The court rejected the application, having reviewed the plan and the expert report and concluded that the arrangement, as proposed, was not feasible. The ruling was based on the court's view that, notwithstanding the certification of the feasibility of the arrangement plan, the report of the professional had failed to consider issues such as the actual existence of receivables, the degree of difficulty in collecting them, and the difficulty in liquidating the inventories in the market.
Industrial Lift Technology: The Supreme Court's Decision
Industrial Lift Technology appealed the decision of the Tribunale directly, as provided by the Bankruptcy Law, to the Corte di Cassazione (Italian Supreme Court), arguing that by performing an assessment of the feasibility and merits of the plan, the Tribunale exceeded its statutory authority insofar as its duties were limited to verifying the correctness of the application.
Called upon for the first time to decide the issue, the Supreme Court reversed the decision of the Tribunale, holding that courts are not allowed to assess the feasibility of an arrangement plan submitted by the debtor and duly certified by a qualified professional.
In its opinion, the Supreme Court emphasized that the legislature in 2005 clearly intended to make the concordato preventivo a contractual and private procedure. The amended law, the Court explained, is clear that any decision concerning the appropriateness of convening a concordato preventivo is reserved for creditors, who express their views by voting for or against a proposed arrangement at the creditors' meeting. Because the law does not allow the court to undertake such a review, it cannot be entitled to evaluate the feasibility of the plan (which in any case is independently certified by a professional) when deciding on admission to the procedure. Should the court be permitted to deny admission to the procedure on the basis of the nonfeasibility of the plan, the Supreme Court explained, creditors would be de facto deprived of the opportunity to decide whether to accept or refuse the debtor's proposal.
Industrial Lift Technology: Expected Consequences
Industrial Lift Technology limits the power of the courts to review the contents of arrangements with creditors. Given the Supreme Court precedent (and despite the absence of stare decisis in Italian civil-law jurisprudence), lower courts called upon to decide on applications for concordato preventivo procedures will almost certainly be more careful in deciding whether to extend their review to matters that pertain to the merits of the arrangement. On the basis of Industrial Lift Technology, courts are now expected to be more inclined to limit their scrutiny to a principally formal review of the requirements for the commencement of the procedure, such as verification of the debtor's state of distress and the completeness of the filing documentation.

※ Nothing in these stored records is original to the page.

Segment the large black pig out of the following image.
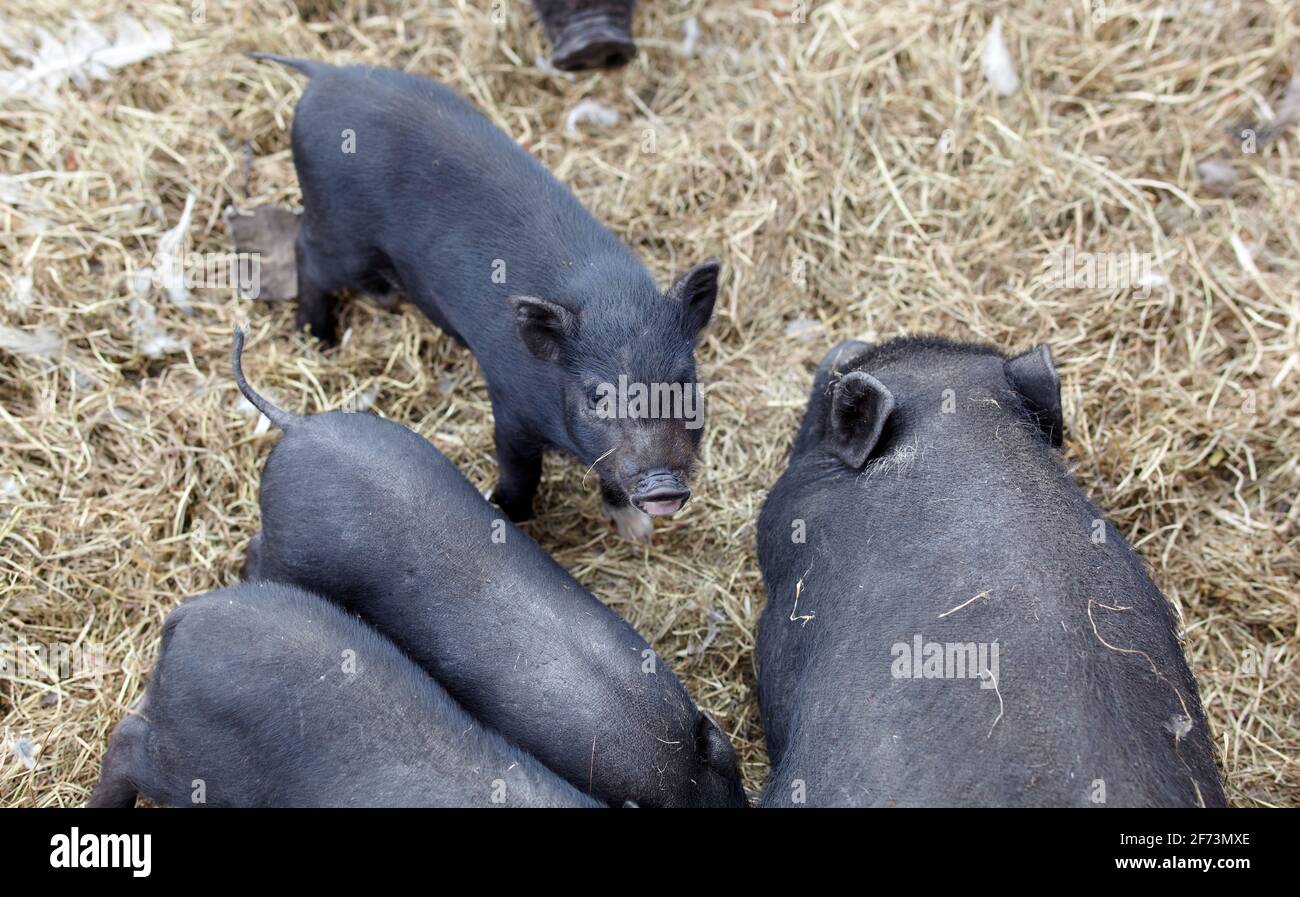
[90,582,598,807]
[758,338,1223,806]
[234,333,746,806]
[244,53,718,540]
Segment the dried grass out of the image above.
[0,0,1300,806]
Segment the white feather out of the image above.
[157,194,194,311]
[564,100,619,134]
[980,17,1021,96]
[0,14,172,104]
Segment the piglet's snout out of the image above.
[632,471,690,517]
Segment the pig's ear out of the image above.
[1004,343,1065,449]
[826,371,893,471]
[510,296,577,364]
[664,259,722,339]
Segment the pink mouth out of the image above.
[638,498,683,517]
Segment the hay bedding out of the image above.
[0,0,1300,806]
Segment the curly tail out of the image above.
[230,328,298,430]
[244,51,329,78]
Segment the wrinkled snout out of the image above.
[629,469,690,517]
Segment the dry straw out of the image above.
[0,0,1300,806]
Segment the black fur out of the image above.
[90,582,598,807]
[246,55,718,520]
[758,338,1223,806]
[231,331,746,806]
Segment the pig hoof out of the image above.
[601,502,654,542]
[547,12,637,72]
[484,484,533,523]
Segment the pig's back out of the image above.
[294,66,629,300]
[134,584,600,806]
[759,460,1221,805]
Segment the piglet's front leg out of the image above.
[489,424,542,523]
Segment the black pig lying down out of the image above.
[90,582,599,807]
[246,53,718,540]
[234,333,746,806]
[758,338,1223,806]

The decision will likely be welcomed by parties who have more to fear from any pervasive reviewing authority of the courts, such as "strong" creditors with large claims, and by parties more likely to exercise significant influence regarding the terms of a proposed arrangement plan, such as banks.
In addition to making progress toward a solution to the dispute over the extent of court scrutiny regarding a debtor's admission to a concordato preventivo procedure, Industrial Lift Technology is significant because the Supreme Court effectively endorses the philosophy underlying the Bankruptcy Law, which prioritizes private interests and grants a pivotal role in the procedure to the private parties involved. It is difficult to predict whether this decision will be followed by other courts (if not overruled, in a legal system where it is not uncommon to find different solutions to the same issues by different chambers of the Supreme Court). In any case, Industrial Lift Technology has moved the Italian bankruptcy system―at least temporarily―a little closer to "Anglo-Saxon" systems based on the predominance of private initiative.